Moving&shaking

New Heights

A popular downtown Chico restaurant has come up with a fun new name that signifies a transition: Jasco Heights. The name represents “new heights” for the restaurant, which is on the second floor of the Phoenix Building, but it also makes me want to sing the theme from The Patty Duke Show. ("Patty’s only seen the sights a girl can see from Brooklyn Heights…")

Paul and Shannon Lavery bought the restaurant from Steven Jasco last July and since then have been redecorating (Shannon’s art and faux-finishing knowledge inspired an art deco theme), making things extra-clean and getting set to expand the kitchen for even faster service.

“It’s going great,” said Paul Lavery, who had managed and cooked at upscale restaurants from Austin to Australia before becoming the manager at Jasco’s. He takes a hands-on approach to restaurant ownership. “I’m very big on going to each table and seeing how everything’s going.”

They’ve kept the old favorites—focaccia bread, Caesar salad and so on—on the menu but have also added some new dishes, including dinners of Lavery’s creation, such as spicy prawn rotini alfredo and baked salmon. “If we put it on the menu, it has to be something to write home about” is Lavery’s credo.

Mall math

Whoa! I didn’t even know we could get these figures. The Chico Mall is proud of the business its merchants did over the holidays and sent out a press release stating sales were up 6.3 percent in December from the prior year at that time.

They even list the top five stores in terms of sales increases, comparing December 2002 to December 2001: Crescent Jewelers (up 57.8 percent), Thomas Kinkade Secret Garden Gallery (up 48.9 percent), Ritz Camera (up 40.8 percent), Kay Jewelers (up 23.1 percent) and Johnson’s Family Shoes (up 23.1 percent).

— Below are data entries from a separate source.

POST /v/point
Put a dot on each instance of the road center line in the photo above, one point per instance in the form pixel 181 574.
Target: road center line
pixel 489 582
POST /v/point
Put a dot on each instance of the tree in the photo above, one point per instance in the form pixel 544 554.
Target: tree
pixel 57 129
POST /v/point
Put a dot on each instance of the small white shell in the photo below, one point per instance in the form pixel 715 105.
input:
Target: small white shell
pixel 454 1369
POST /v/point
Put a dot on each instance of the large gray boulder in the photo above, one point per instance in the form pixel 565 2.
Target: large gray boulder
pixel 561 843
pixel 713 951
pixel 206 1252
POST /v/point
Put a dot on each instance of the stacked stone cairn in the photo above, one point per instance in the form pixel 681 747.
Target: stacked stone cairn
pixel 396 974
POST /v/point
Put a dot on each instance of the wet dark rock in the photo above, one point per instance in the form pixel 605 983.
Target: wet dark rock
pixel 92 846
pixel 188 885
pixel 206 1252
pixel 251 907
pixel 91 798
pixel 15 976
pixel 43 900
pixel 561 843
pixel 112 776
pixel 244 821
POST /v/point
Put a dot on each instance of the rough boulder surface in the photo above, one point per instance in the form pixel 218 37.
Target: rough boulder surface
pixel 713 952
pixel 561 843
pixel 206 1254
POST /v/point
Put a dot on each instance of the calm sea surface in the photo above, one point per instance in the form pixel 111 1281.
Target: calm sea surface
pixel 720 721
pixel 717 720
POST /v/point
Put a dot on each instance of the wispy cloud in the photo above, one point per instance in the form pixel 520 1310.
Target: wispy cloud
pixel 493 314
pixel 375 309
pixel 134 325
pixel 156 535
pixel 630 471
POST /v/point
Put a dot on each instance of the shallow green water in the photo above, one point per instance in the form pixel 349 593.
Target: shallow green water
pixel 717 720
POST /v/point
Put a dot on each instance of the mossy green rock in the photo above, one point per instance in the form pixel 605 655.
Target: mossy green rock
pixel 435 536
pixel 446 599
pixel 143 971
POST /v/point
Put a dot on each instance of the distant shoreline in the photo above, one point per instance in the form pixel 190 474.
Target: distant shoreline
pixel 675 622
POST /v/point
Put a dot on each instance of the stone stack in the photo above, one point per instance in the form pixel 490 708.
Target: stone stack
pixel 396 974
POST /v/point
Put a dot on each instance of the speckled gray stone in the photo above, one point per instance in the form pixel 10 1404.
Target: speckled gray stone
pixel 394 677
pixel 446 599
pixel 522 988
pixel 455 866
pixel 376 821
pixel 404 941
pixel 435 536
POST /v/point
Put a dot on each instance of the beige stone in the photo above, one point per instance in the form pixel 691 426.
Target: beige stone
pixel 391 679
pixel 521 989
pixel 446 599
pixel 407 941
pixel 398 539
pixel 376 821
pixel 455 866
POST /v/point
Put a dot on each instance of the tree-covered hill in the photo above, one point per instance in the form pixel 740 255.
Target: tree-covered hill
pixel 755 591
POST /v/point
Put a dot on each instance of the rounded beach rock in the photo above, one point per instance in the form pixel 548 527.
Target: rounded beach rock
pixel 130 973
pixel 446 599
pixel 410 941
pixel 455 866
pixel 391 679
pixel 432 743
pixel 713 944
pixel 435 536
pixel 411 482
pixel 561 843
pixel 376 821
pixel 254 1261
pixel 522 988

For the entire year of 2002 compared to 2001, the biggest sales increases went to: Weekend Wearhouse (up 23.1 percent), Crescent Jewelers (up 19 percent), Sports Fever (up 18.6 percent), Picture People (up 18.1 percent) and Littman Jewelers (up 12.1 percent).

I called the mall’s marketing manager, Carrie Denniston, and asked whether, since media people are such negative downer types, we could get the figures for the stores that showed a decline in sales. Nope! But she did share some losers by category. Comparing 2002 to 2001, women’s apparel was down 5.1 percent, shoes sales were down 2.5 percent and electronics and music was down a whopping 11.8 percent.

Also, please note that a Subway sandwich shop will be opening in the food court around March 15.

Almond angst

Remember those nasty storms in December and January? Butte County’s agricultural commissioner, Richard Price, has tallied the damages caused by wind and rain and arrived at the discouraging figure of $6 million.

Orchards with older trees were harder hit, losing between 2 and 10 percent of their trees. There are 36,865 bearing acres of almonds in Butte County valued at $42,616,000 as recently as 2001.

At its Jan. 28 meeting, the county Board of Supervisors agreed to try to get the U.S. secretary of agriculture to declare a disaster, which could open up the possibility of relief programs for the local agricultural industry.